John Apperson’s Early Battles

Page 1 of 6

A lake is a landscape’s most beautiful and expressive feature. It is Earth’s eye; looking into which the beholder measures the depth of his own nature.

-Henry David Thoreau, Walden1

Lake George, at the southeast base of the Adirondack Mountains, was sparsely populated by family farmsteads and subsistence loggers until the Erie Canal connected the region to the commercial world in 1825. Taking advantage of the new, easy and cheap transportation, factories and lumber mills began to arise in the mid-19th to 20th century. Thomas Cole’s illustrations for James Fennimore Cooper’s 1826 bestselling novel The Last of the Mohicans popularized the area. The crowds of tourists who traveled north on the Canal’s steamboats soon swarmed the shores of the lake. A booming tourism industry emerged, and the wealthy began purchasing the lakeside real estate that had been ignored by the local farmers because of its limited agricultural value.

The lake’s shorelines rapidly developed to house hotels, sanitariums, summer camps and personal ‘camps’. Unique to this region, an ‘Adirondack camp’ is a “permanent summer home where the fortunate owners assemble for several weeks each year and live in perfect comfort and even luxury, tho [sic] in the heart of the woods, with no very near neighbors, no roads and no danger of intrusion”.2 The grandest camps, known as ‘great camps,’ formed Millionaires’ Row near Bolton Landing and Diamond Point on the shoreline. Although they were referred to as ‘cottages,’ they were in fact palatial homes, as large as 20,000 square feet and situated on large tracts of landscaped property with luxurious amenities such as private tennis courts. The juxtaposition between the region’s older, rural, hardscrabble, agricultural inhabitants and the new influx of urban upper- and middle-class summer residents radically changed the region’s demographic climate. Both the tourism and logging industries demanded a seasonal workforce, pulling locals from their farms and flooding the woods with migrant camps.

Prior to the establishment of the Forest Preserve in 1885, it was legal to reside on state land in the Adirondacks. This practice allowed residents to avoid paying property taxes on their homes. These ‘squatters’ camps spanned the socioeconomic spectrum. Some of them were composed of migrant workers’ shanties and lean-tos. On the other hand, many of the Lake George squatters were from among the wealthiest residents of Gilded Age New York: Collis Huntington, Andrew Carnegie, John Boyd Thacher, William d’Alton Mann3, and Robert J. Collier among many others4. These wealthy families erected palatial summer homes on “the most desirable… sites”5 of publicly owned land.
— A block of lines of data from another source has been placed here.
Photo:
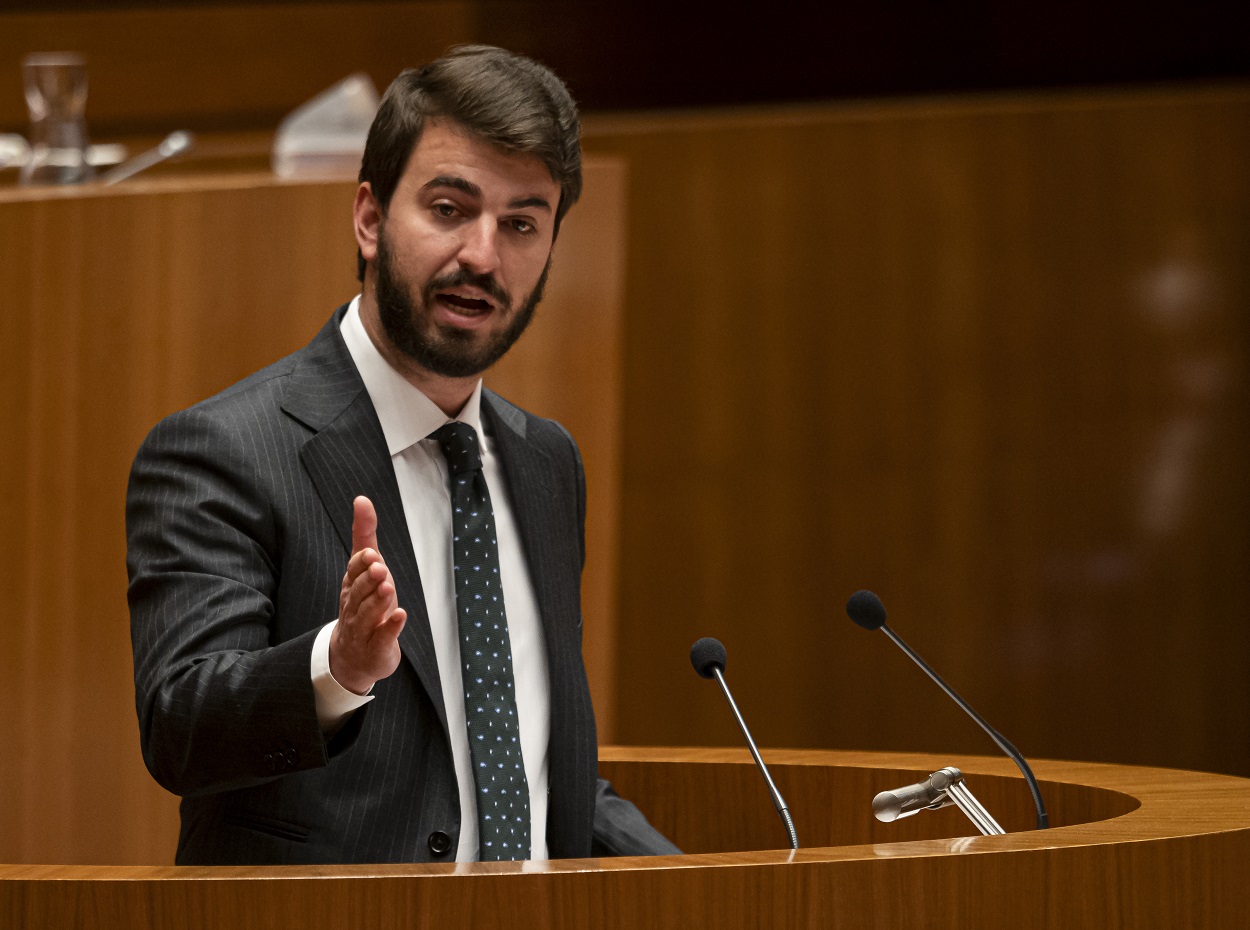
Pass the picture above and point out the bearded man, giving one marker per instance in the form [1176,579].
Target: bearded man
[355,575]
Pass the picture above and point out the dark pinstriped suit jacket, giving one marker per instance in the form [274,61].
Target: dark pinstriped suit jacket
[239,529]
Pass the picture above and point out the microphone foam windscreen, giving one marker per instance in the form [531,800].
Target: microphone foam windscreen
[708,654]
[866,610]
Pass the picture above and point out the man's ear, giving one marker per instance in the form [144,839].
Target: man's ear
[366,216]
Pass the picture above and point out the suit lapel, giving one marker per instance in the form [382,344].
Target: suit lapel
[528,470]
[346,458]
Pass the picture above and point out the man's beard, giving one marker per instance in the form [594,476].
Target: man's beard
[439,349]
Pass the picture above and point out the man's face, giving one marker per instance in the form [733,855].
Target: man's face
[463,251]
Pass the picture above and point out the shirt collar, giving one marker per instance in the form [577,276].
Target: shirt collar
[406,415]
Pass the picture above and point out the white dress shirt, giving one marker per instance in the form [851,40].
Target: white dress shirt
[408,418]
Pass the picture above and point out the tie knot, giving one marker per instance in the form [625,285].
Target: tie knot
[459,444]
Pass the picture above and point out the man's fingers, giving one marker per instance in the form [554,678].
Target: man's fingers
[364,525]
[360,606]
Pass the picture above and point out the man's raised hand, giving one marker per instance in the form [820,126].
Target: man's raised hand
[364,646]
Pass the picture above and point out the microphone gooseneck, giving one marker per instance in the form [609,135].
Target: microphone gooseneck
[866,610]
[708,658]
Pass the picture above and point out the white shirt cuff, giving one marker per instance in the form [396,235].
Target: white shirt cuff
[334,703]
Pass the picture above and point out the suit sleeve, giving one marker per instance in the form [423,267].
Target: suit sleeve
[220,704]
[620,829]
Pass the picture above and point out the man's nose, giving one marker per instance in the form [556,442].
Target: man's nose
[479,251]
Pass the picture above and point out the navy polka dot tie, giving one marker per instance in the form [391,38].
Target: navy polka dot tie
[485,654]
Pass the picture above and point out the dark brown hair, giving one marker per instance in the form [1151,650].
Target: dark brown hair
[505,99]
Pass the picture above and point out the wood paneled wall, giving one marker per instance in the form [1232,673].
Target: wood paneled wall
[214,66]
[116,308]
[986,356]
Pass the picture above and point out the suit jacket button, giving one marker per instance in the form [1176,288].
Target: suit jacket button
[440,844]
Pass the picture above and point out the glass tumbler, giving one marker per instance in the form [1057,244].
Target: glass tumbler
[55,85]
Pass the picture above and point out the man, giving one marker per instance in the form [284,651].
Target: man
[354,576]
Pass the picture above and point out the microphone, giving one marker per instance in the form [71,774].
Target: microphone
[901,803]
[868,611]
[708,656]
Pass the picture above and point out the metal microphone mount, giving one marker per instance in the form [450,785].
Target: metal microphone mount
[941,789]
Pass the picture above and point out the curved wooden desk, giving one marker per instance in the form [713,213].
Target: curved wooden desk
[1131,848]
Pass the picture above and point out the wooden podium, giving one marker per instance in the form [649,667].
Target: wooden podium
[1130,848]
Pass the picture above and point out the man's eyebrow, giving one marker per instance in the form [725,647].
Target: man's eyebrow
[454,183]
[526,203]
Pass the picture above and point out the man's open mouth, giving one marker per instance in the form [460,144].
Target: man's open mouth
[470,306]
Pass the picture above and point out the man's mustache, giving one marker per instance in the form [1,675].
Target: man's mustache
[486,284]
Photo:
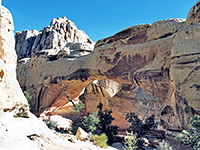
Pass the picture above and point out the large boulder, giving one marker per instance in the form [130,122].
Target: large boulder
[148,69]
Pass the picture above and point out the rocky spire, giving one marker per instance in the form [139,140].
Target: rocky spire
[60,33]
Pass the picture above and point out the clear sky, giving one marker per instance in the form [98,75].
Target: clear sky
[98,18]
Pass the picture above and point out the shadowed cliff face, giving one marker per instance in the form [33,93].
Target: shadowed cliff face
[148,69]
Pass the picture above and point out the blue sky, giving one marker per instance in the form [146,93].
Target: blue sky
[98,18]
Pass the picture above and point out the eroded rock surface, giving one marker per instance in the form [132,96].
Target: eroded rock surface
[60,35]
[148,69]
[10,92]
[18,127]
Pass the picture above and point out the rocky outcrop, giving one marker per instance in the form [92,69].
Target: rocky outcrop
[10,92]
[194,14]
[148,69]
[18,127]
[60,35]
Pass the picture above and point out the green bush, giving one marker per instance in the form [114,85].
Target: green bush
[104,125]
[191,137]
[51,124]
[100,140]
[28,97]
[137,125]
[130,141]
[165,146]
[75,126]
[90,122]
[77,108]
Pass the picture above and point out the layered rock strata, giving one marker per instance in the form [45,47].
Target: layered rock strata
[18,127]
[10,92]
[147,69]
[60,35]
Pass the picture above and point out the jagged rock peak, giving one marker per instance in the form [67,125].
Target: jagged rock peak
[57,35]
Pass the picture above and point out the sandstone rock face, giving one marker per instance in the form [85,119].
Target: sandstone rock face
[18,127]
[61,34]
[194,14]
[147,69]
[10,92]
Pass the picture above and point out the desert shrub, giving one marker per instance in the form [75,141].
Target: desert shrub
[165,146]
[77,108]
[191,137]
[130,141]
[97,123]
[90,122]
[104,125]
[75,126]
[28,97]
[137,125]
[100,140]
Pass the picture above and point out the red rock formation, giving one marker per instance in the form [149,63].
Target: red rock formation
[151,69]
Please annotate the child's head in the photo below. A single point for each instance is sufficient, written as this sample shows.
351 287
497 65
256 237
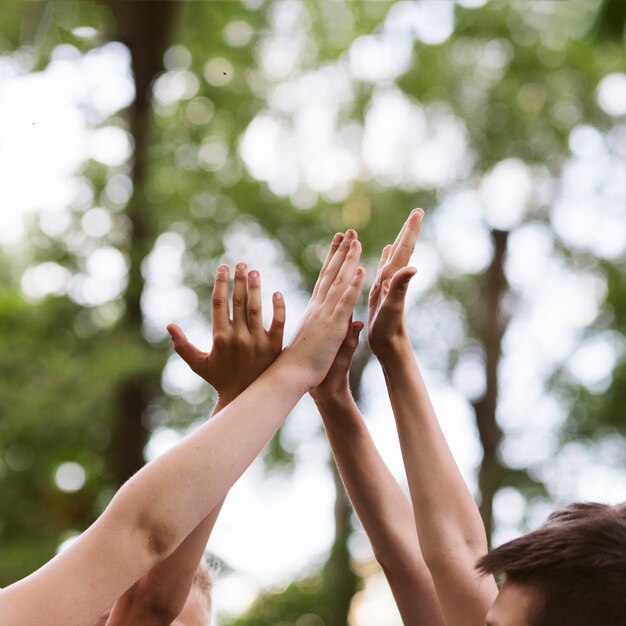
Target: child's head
570 572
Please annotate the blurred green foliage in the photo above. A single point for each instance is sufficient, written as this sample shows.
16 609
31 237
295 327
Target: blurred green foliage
63 364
It was an open secret that these families, although they had no valid deed to the land, had a “right” to be there by virtue of “knowing the right politician”.6 Thirty years after the 1885 law, more than 600 squatters’ camps illegally remained in the Adirondacks.7

1 Thoreau, Henry David. Walden. (London: Dent) 1910: 441

2 Dix, William Frederick. “Summer Life in Luxurious Adirondack Camps.” The Independent 55 (Jul. 2, 1903): 1556-1562.
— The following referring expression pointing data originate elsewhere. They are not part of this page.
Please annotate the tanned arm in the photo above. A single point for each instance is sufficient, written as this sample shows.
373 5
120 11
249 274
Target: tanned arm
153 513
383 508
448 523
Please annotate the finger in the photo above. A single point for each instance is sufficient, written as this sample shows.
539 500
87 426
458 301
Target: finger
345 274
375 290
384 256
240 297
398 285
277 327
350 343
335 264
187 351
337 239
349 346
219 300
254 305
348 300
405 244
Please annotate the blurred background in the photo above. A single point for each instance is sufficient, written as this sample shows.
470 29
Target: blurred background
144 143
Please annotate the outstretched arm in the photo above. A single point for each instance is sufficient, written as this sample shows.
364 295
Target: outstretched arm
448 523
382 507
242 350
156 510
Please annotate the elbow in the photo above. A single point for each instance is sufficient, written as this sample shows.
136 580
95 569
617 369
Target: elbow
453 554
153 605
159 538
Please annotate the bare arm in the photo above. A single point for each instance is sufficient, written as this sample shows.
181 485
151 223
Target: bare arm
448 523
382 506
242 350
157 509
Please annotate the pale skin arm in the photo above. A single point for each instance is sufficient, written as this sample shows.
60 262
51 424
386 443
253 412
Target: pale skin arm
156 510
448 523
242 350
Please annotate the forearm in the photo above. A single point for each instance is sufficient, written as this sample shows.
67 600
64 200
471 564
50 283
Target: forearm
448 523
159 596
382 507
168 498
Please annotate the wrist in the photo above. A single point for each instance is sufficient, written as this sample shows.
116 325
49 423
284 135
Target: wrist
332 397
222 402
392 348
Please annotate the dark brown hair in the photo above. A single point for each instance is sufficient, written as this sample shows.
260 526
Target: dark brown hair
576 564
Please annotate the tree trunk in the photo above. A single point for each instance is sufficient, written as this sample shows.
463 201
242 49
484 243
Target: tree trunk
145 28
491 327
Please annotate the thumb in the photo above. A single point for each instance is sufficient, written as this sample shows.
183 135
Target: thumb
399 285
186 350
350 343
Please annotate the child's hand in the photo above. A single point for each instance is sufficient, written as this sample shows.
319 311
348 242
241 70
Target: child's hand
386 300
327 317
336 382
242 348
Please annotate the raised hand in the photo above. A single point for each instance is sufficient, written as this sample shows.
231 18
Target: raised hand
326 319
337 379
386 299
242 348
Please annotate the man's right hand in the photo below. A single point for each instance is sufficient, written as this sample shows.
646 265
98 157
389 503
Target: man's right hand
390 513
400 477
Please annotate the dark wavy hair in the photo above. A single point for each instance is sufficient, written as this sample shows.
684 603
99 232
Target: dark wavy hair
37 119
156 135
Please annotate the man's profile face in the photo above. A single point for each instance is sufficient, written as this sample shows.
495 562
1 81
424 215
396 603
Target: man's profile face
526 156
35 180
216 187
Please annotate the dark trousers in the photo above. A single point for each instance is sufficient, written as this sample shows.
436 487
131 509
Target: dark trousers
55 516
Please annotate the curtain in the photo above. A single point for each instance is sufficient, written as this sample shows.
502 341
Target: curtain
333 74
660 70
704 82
3 “State Orders Rich Squatters Off Preserves.” New-York Tribune, July 31, 1915.

4 “Rich and Poor Squatters Must Give Up Land in Adirondacks.” The Evening News (San Jose, CA), July 31, 1915.

5 “Adirondack Squatters and Camp Owners Clash.” The New York Times, November 15, 1903.

6 Fowler, Barnett. “State Conservation Leader Buried” Times Union (Albany, New York), February 10, 1963.

7 “Rich and Poor Squatters Must Give Up Land in Adirondacks.” The Evening News (San Jose, CA), July 31, 1915.